Performed discrete-time analog simulations using VHDL of IEC958 clock recovery PLL.

Wrote a VHDL testbench stimulus system based on use of Mentor SCL files.

Wrote a reference system simulation in C of signal processing path for DCC, which was used to validate VHDL designs for the device.

Crystal Oscillators Simulation:

Simulated crystal oscillator for use in a Teletext decoder IC.

ADC validation:

Worked on hardware and software to evaluate ADCs used in DCC player silicon

PC Audio:

Performed a study on the creation of a Soundblaster clone device.

1989-1990 Application Engineer: Philips Semiconductors PCAL, New Road, Mitcham.

CT2 Demonstrator:

Responsible for one other engineer: together we designed and built breadboard for a CT2 baseband chip. Worked on 900 MHz RF and IF circuits that interfaced to it.

DECT system study:

Began systems work on a DECT baseband chip, work became part of Philips DECT solution.

Transferred to Southampton to continue in the Systems Laboratories.
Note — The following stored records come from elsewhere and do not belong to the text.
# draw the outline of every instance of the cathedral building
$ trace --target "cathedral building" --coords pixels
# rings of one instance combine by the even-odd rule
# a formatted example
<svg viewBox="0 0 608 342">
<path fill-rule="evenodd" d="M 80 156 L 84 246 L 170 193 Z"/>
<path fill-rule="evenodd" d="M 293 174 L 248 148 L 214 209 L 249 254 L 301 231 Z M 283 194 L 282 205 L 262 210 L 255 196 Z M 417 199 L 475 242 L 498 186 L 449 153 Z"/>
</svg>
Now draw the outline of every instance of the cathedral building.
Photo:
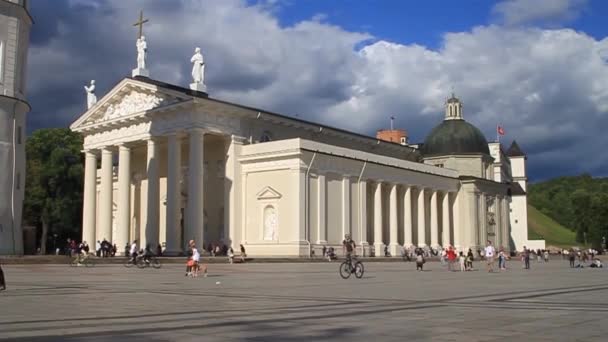
<svg viewBox="0 0 608 342">
<path fill-rule="evenodd" d="M 84 240 L 178 255 L 194 239 L 254 256 L 318 255 L 345 234 L 364 255 L 529 243 L 525 155 L 488 143 L 454 96 L 412 146 L 192 88 L 125 78 L 72 124 L 86 155 Z"/>
<path fill-rule="evenodd" d="M 0 255 L 23 254 L 26 64 L 32 17 L 26 0 L 0 0 Z"/>
<path fill-rule="evenodd" d="M 245 246 L 254 256 L 318 255 L 349 234 L 362 255 L 402 247 L 506 250 L 527 241 L 525 155 L 503 152 L 452 96 L 423 144 L 378 138 L 209 96 L 200 48 L 188 88 L 150 77 L 140 20 L 137 68 L 71 129 L 84 137 L 82 239 L 182 254 Z M 392 126 L 392 125 L 391 125 Z M 341 250 L 338 248 L 338 250 Z"/>
</svg>

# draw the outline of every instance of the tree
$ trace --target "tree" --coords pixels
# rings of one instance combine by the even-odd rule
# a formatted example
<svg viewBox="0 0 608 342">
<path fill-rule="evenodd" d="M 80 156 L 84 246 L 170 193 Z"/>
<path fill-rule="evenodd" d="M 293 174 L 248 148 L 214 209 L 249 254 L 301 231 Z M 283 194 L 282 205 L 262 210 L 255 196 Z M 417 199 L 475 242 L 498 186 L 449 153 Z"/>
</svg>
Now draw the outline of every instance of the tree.
<svg viewBox="0 0 608 342">
<path fill-rule="evenodd" d="M 48 234 L 80 231 L 83 189 L 82 136 L 68 128 L 35 131 L 26 142 L 24 221 L 36 226 L 40 252 Z"/>
</svg>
1984-1989: Research Scientist: Philips Research Laboratories, Cross Oak Lane, Salfords Surrey

1985-1989 Radio Systems Group: Research scientist/project leader:

TACS Analogue Cellular Radio:

Responsible for one other engineer : researched and implemented efficient (class E and F) RF power amplifiers for TACS Cellular Radio. Compared these with existing production modules.

VHF Private Mobile Radio:

Responsible for one other engineer: Researched and implemented auto antenna tuners for portable VHF PMR handheld transceivers.

GSM Channel modelling :

Project leader of small project near end: simulated Rayleigh and Rician fading models of a Radio channel in Pascal, and TMS 320C10 DSP assembler for real time emulation.

SSB Generator:

Presented research paper at ISCAS 1988 in Helsinki on a low complexity phasing method digital SSB generator derived from channel modelling filters. A patent was later granted (later lapsed).

CRC checker ASIC :

Designed and implemented CRC checker on test chip ASIC.

1984-1985: Telephone Techniques Group: Research Scientist:

Video & Data LAN :

Worked on control software and hardware, using LSTTL and simple twisted pair or coaxial cabling.

Designed and implemented analog equalisers to drive coaxial cable.

Created user interface software written in C running on Z80.

Designed and built a terminal multiplexer to allow the use of a single serial port shared between up to eight users served one at a time.

Worked on a novel transmission scheme for video and data across the LAN for which a patent was granted.

Summer 1983: Laboratory technician Dept of Electronics, Southampton University

Digital IC tester development

Simulated IC tester in Pascal on ICL Perq workstation, and then wrote driver software in BCPL and built interface hardware to move an IC test prober head..

Industrial Training

Philips: Completed courses in C++/SystemC (Doulos), VHDL, C Programming (Philips), Altera QUARTUS/APEX (Esperan), Xilinx for ASIC designers (Arcobel/Xilinx), Project Planning, Marketing and Communication, Time Management, Managing Personal Relationships, Intercultural Awareness.